Photo by Dan Farber
Summary: IBM is worth more than Microsoft again as one monopoly descends
MICROSOFT is making foolish moves that put the CEO in jeopardy although he has the backing of Gates.
There are yet more investors who want Ballmer out and one of them
publishes "Microsoft Needs a New CEO to Unlock Shareholder Value". To quote:
I believe if a new CEO took these simple steps, MSFT could easily achieve a much higher stock price in the short and medium term.
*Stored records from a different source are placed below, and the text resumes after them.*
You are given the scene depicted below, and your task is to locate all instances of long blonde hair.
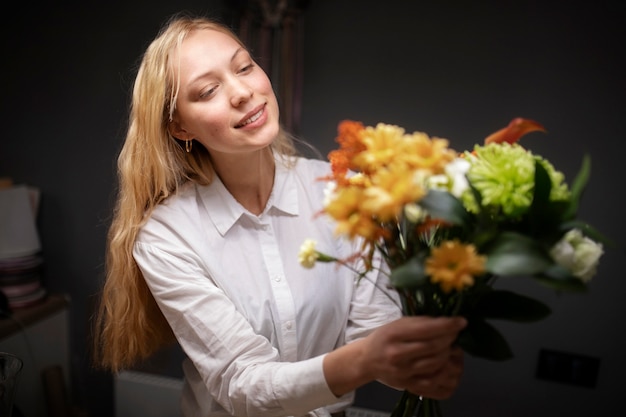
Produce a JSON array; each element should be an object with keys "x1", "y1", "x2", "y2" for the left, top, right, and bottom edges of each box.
[{"x1": 94, "y1": 15, "x2": 296, "y2": 372}]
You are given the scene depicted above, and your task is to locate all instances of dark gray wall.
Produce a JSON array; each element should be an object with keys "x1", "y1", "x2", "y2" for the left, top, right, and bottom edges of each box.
[{"x1": 0, "y1": 0, "x2": 626, "y2": 417}]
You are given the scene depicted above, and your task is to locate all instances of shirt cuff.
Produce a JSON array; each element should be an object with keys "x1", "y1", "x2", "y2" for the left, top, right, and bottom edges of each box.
[{"x1": 275, "y1": 355, "x2": 342, "y2": 412}]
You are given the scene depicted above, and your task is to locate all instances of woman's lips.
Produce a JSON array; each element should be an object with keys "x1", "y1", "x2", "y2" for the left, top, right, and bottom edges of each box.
[{"x1": 235, "y1": 104, "x2": 265, "y2": 129}]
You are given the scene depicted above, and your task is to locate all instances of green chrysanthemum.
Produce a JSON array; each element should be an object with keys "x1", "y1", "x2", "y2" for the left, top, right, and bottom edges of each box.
[{"x1": 462, "y1": 143, "x2": 569, "y2": 217}]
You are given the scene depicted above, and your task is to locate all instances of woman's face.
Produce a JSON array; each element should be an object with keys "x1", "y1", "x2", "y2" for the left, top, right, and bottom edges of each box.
[{"x1": 169, "y1": 29, "x2": 279, "y2": 157}]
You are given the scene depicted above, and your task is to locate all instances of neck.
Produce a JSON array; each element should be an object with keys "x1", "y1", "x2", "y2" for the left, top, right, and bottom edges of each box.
[{"x1": 212, "y1": 147, "x2": 275, "y2": 215}]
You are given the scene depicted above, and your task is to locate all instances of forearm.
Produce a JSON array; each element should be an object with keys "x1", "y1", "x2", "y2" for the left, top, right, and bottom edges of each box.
[{"x1": 323, "y1": 339, "x2": 374, "y2": 397}]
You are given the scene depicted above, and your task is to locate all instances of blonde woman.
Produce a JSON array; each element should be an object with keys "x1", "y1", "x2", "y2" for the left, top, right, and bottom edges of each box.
[{"x1": 96, "y1": 16, "x2": 465, "y2": 417}]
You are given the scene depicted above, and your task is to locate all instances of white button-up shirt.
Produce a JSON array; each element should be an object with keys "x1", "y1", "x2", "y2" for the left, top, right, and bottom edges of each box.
[{"x1": 134, "y1": 154, "x2": 400, "y2": 417}]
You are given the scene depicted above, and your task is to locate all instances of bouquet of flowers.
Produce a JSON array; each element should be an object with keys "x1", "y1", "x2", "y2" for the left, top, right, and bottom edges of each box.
[{"x1": 299, "y1": 118, "x2": 604, "y2": 416}]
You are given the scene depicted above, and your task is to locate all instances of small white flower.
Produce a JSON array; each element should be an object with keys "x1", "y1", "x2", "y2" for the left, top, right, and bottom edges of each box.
[
  {"x1": 323, "y1": 181, "x2": 337, "y2": 207},
  {"x1": 404, "y1": 203, "x2": 426, "y2": 223},
  {"x1": 298, "y1": 239, "x2": 319, "y2": 269},
  {"x1": 550, "y1": 229, "x2": 604, "y2": 282},
  {"x1": 445, "y1": 158, "x2": 470, "y2": 198}
]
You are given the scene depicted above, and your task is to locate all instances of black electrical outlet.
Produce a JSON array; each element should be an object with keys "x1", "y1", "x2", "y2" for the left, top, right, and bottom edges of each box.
[{"x1": 536, "y1": 349, "x2": 600, "y2": 388}]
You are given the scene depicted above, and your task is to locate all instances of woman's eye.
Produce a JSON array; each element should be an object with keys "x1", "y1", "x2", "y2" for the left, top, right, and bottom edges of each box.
[
  {"x1": 200, "y1": 86, "x2": 217, "y2": 98},
  {"x1": 239, "y1": 63, "x2": 254, "y2": 74}
]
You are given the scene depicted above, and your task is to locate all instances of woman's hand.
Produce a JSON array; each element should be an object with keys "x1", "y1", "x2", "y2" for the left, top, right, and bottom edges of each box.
[{"x1": 324, "y1": 316, "x2": 467, "y2": 399}]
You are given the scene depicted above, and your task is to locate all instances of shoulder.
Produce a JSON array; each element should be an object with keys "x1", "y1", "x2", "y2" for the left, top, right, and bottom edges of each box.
[{"x1": 139, "y1": 183, "x2": 200, "y2": 240}]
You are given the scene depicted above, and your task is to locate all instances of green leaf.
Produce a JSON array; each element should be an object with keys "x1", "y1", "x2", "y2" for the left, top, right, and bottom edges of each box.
[
  {"x1": 531, "y1": 159, "x2": 552, "y2": 213},
  {"x1": 458, "y1": 319, "x2": 513, "y2": 361},
  {"x1": 390, "y1": 256, "x2": 428, "y2": 289},
  {"x1": 472, "y1": 290, "x2": 551, "y2": 323},
  {"x1": 533, "y1": 265, "x2": 587, "y2": 293},
  {"x1": 528, "y1": 160, "x2": 566, "y2": 236},
  {"x1": 419, "y1": 190, "x2": 471, "y2": 225},
  {"x1": 564, "y1": 155, "x2": 591, "y2": 219},
  {"x1": 483, "y1": 232, "x2": 553, "y2": 276}
]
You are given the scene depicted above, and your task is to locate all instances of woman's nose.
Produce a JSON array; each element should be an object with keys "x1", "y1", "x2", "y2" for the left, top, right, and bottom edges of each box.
[{"x1": 231, "y1": 78, "x2": 254, "y2": 107}]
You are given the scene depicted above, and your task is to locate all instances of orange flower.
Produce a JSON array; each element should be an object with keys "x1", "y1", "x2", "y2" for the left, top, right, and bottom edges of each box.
[
  {"x1": 426, "y1": 239, "x2": 486, "y2": 293},
  {"x1": 328, "y1": 120, "x2": 365, "y2": 183},
  {"x1": 485, "y1": 117, "x2": 546, "y2": 145}
]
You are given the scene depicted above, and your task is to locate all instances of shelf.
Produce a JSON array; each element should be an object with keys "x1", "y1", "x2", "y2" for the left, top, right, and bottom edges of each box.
[{"x1": 0, "y1": 294, "x2": 69, "y2": 340}]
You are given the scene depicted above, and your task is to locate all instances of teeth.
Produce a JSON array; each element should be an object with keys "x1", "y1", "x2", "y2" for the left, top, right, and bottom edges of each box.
[{"x1": 240, "y1": 110, "x2": 263, "y2": 126}]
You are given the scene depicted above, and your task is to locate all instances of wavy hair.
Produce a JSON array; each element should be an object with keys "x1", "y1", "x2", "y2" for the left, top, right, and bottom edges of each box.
[{"x1": 94, "y1": 14, "x2": 296, "y2": 372}]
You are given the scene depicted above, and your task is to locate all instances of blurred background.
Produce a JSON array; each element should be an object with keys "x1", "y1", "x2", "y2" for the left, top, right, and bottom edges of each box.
[{"x1": 0, "y1": 0, "x2": 626, "y2": 417}]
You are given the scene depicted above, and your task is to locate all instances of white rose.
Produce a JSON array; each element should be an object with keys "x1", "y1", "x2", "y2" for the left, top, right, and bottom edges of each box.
[
  {"x1": 550, "y1": 229, "x2": 604, "y2": 282},
  {"x1": 445, "y1": 158, "x2": 470, "y2": 198}
]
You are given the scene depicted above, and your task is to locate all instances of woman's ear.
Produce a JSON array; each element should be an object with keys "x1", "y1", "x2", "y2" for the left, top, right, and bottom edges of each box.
[{"x1": 167, "y1": 119, "x2": 193, "y2": 140}]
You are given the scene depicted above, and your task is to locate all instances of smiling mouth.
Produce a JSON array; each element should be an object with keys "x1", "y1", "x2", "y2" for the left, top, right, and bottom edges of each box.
[{"x1": 235, "y1": 108, "x2": 264, "y2": 128}]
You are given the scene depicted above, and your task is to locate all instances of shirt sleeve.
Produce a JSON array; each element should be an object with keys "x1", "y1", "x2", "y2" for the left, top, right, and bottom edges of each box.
[{"x1": 129, "y1": 239, "x2": 339, "y2": 416}]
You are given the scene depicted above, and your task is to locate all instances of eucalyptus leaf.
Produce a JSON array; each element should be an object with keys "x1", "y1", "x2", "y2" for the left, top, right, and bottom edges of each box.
[
  {"x1": 528, "y1": 160, "x2": 567, "y2": 232},
  {"x1": 457, "y1": 319, "x2": 513, "y2": 361},
  {"x1": 473, "y1": 290, "x2": 551, "y2": 323},
  {"x1": 483, "y1": 232, "x2": 553, "y2": 276}
]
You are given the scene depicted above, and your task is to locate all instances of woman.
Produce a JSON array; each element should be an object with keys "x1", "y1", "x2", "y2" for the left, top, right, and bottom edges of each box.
[{"x1": 96, "y1": 16, "x2": 465, "y2": 416}]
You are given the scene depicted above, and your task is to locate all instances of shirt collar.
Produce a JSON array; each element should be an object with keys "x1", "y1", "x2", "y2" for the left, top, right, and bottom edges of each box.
[{"x1": 196, "y1": 158, "x2": 299, "y2": 236}]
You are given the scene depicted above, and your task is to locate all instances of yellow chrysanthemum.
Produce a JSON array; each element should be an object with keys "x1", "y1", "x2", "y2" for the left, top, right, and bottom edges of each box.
[
  {"x1": 352, "y1": 123, "x2": 404, "y2": 173},
  {"x1": 298, "y1": 239, "x2": 319, "y2": 269},
  {"x1": 426, "y1": 239, "x2": 486, "y2": 293},
  {"x1": 361, "y1": 165, "x2": 425, "y2": 222},
  {"x1": 324, "y1": 186, "x2": 384, "y2": 242},
  {"x1": 405, "y1": 132, "x2": 457, "y2": 175}
]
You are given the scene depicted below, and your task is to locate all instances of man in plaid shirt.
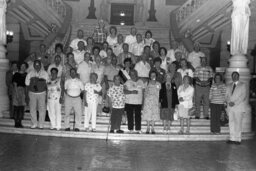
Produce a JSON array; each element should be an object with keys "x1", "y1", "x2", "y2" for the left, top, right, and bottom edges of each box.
[
  {"x1": 93, "y1": 20, "x2": 108, "y2": 47},
  {"x1": 194, "y1": 57, "x2": 213, "y2": 119}
]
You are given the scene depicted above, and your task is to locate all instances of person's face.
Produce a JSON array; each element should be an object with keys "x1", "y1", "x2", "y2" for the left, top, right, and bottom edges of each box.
[
  {"x1": 90, "y1": 74, "x2": 98, "y2": 84},
  {"x1": 136, "y1": 34, "x2": 142, "y2": 43},
  {"x1": 51, "y1": 70, "x2": 58, "y2": 80},
  {"x1": 55, "y1": 56, "x2": 61, "y2": 65},
  {"x1": 20, "y1": 64, "x2": 27, "y2": 72},
  {"x1": 117, "y1": 35, "x2": 124, "y2": 44},
  {"x1": 84, "y1": 53, "x2": 90, "y2": 62},
  {"x1": 180, "y1": 60, "x2": 187, "y2": 68},
  {"x1": 114, "y1": 77, "x2": 121, "y2": 86},
  {"x1": 77, "y1": 30, "x2": 84, "y2": 39},
  {"x1": 123, "y1": 44, "x2": 129, "y2": 52},
  {"x1": 232, "y1": 73, "x2": 239, "y2": 82},
  {"x1": 124, "y1": 62, "x2": 131, "y2": 68},
  {"x1": 215, "y1": 75, "x2": 221, "y2": 84},
  {"x1": 77, "y1": 41, "x2": 84, "y2": 50},
  {"x1": 150, "y1": 72, "x2": 156, "y2": 80},
  {"x1": 131, "y1": 28, "x2": 137, "y2": 36},
  {"x1": 70, "y1": 69, "x2": 76, "y2": 78},
  {"x1": 34, "y1": 62, "x2": 41, "y2": 72},
  {"x1": 146, "y1": 33, "x2": 151, "y2": 39}
]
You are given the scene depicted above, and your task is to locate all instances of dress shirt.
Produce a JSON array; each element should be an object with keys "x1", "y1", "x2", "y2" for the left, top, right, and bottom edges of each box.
[
  {"x1": 69, "y1": 38, "x2": 87, "y2": 50},
  {"x1": 64, "y1": 78, "x2": 84, "y2": 97},
  {"x1": 134, "y1": 61, "x2": 151, "y2": 78}
]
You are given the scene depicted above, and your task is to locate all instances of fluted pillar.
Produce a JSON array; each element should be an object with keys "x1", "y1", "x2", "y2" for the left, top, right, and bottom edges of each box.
[
  {"x1": 225, "y1": 0, "x2": 252, "y2": 132},
  {"x1": 0, "y1": 0, "x2": 9, "y2": 117}
]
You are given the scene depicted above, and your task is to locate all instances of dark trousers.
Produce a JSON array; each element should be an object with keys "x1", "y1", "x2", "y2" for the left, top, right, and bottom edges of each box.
[
  {"x1": 13, "y1": 106, "x2": 25, "y2": 124},
  {"x1": 111, "y1": 108, "x2": 124, "y2": 130},
  {"x1": 210, "y1": 103, "x2": 224, "y2": 132},
  {"x1": 125, "y1": 104, "x2": 142, "y2": 131}
]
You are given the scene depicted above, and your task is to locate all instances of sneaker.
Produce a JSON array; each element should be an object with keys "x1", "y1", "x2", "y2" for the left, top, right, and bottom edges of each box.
[{"x1": 116, "y1": 130, "x2": 124, "y2": 134}]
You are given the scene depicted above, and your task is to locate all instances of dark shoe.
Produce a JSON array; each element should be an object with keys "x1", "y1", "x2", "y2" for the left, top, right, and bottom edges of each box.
[
  {"x1": 116, "y1": 130, "x2": 124, "y2": 134},
  {"x1": 74, "y1": 128, "x2": 80, "y2": 132},
  {"x1": 65, "y1": 128, "x2": 70, "y2": 131}
]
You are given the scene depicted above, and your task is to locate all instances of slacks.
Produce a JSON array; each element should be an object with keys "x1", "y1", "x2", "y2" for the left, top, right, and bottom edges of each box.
[
  {"x1": 84, "y1": 101, "x2": 98, "y2": 129},
  {"x1": 29, "y1": 92, "x2": 46, "y2": 128},
  {"x1": 125, "y1": 104, "x2": 142, "y2": 131},
  {"x1": 47, "y1": 98, "x2": 61, "y2": 129},
  {"x1": 195, "y1": 85, "x2": 210, "y2": 117},
  {"x1": 210, "y1": 103, "x2": 224, "y2": 133},
  {"x1": 111, "y1": 108, "x2": 124, "y2": 130},
  {"x1": 64, "y1": 95, "x2": 82, "y2": 128}
]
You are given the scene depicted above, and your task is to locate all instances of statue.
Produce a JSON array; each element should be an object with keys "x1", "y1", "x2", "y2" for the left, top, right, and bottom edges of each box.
[
  {"x1": 230, "y1": 0, "x2": 251, "y2": 55},
  {"x1": 0, "y1": 0, "x2": 7, "y2": 45}
]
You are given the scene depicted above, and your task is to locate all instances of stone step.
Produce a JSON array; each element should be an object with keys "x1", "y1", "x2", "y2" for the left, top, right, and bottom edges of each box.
[{"x1": 0, "y1": 125, "x2": 254, "y2": 143}]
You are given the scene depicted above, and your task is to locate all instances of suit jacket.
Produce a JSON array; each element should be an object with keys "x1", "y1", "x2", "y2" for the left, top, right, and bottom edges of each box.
[{"x1": 226, "y1": 81, "x2": 247, "y2": 112}]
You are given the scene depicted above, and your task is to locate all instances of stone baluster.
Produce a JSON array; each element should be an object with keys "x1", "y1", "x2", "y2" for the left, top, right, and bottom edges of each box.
[{"x1": 0, "y1": 0, "x2": 9, "y2": 117}]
Matt Rosoff, a Microsoft booster arriving from a Microsoft-oriented firm [
1,
2,
3,
4,
5,
6,
7], notes that
"IBM Is Now Worth More Than Microsoft". As we noted in
yesterday's audiocast, Microsoft in not far from falling to 5th position now. What a reversal, eh? As the Microsoft booster puts it:
That's a stunner for anybody who remembers the tech landscape in the early 1990s, when Microsoft's embrace of the PC revolution sent IBM into a tailspin.
What we are seeing here is a company so inherently unable to evolve, a company whose core business becomes outdated as the cash cows are suffocating (profits decline). All it can do now is rely on
dubious testimonies from so-called 'analysts' who are
paid by Microsoft. Yes, Office is once again being defended by friends of Microsoft, who conveniently ignore people's increased use of the Web for collaboration and productivity. As
Groklaw correctly points out, "Business *Productivity* Online Services? Methinks a name change is in order to something a little less hyperbolic."
The site talks about
Microsoft's continued problems with E-mail, which culminate in
this recurring issue a Microsoft booster writes about:
A week after being hit hard by serious cloud e-mail problems, a number of Microsoft’s Business Productivity Online Services (BPOS) users are reporting on May 19 that they’re experiencing e-mail delays of up to an hour or more.
Microsoft's poor software reduces productivity and that sure has a toll/cost. The world of IT will be a better place when bad technology is rejected and not selected based on anti-competitive conduct, lock-in, and dangerous proprietary zealotry.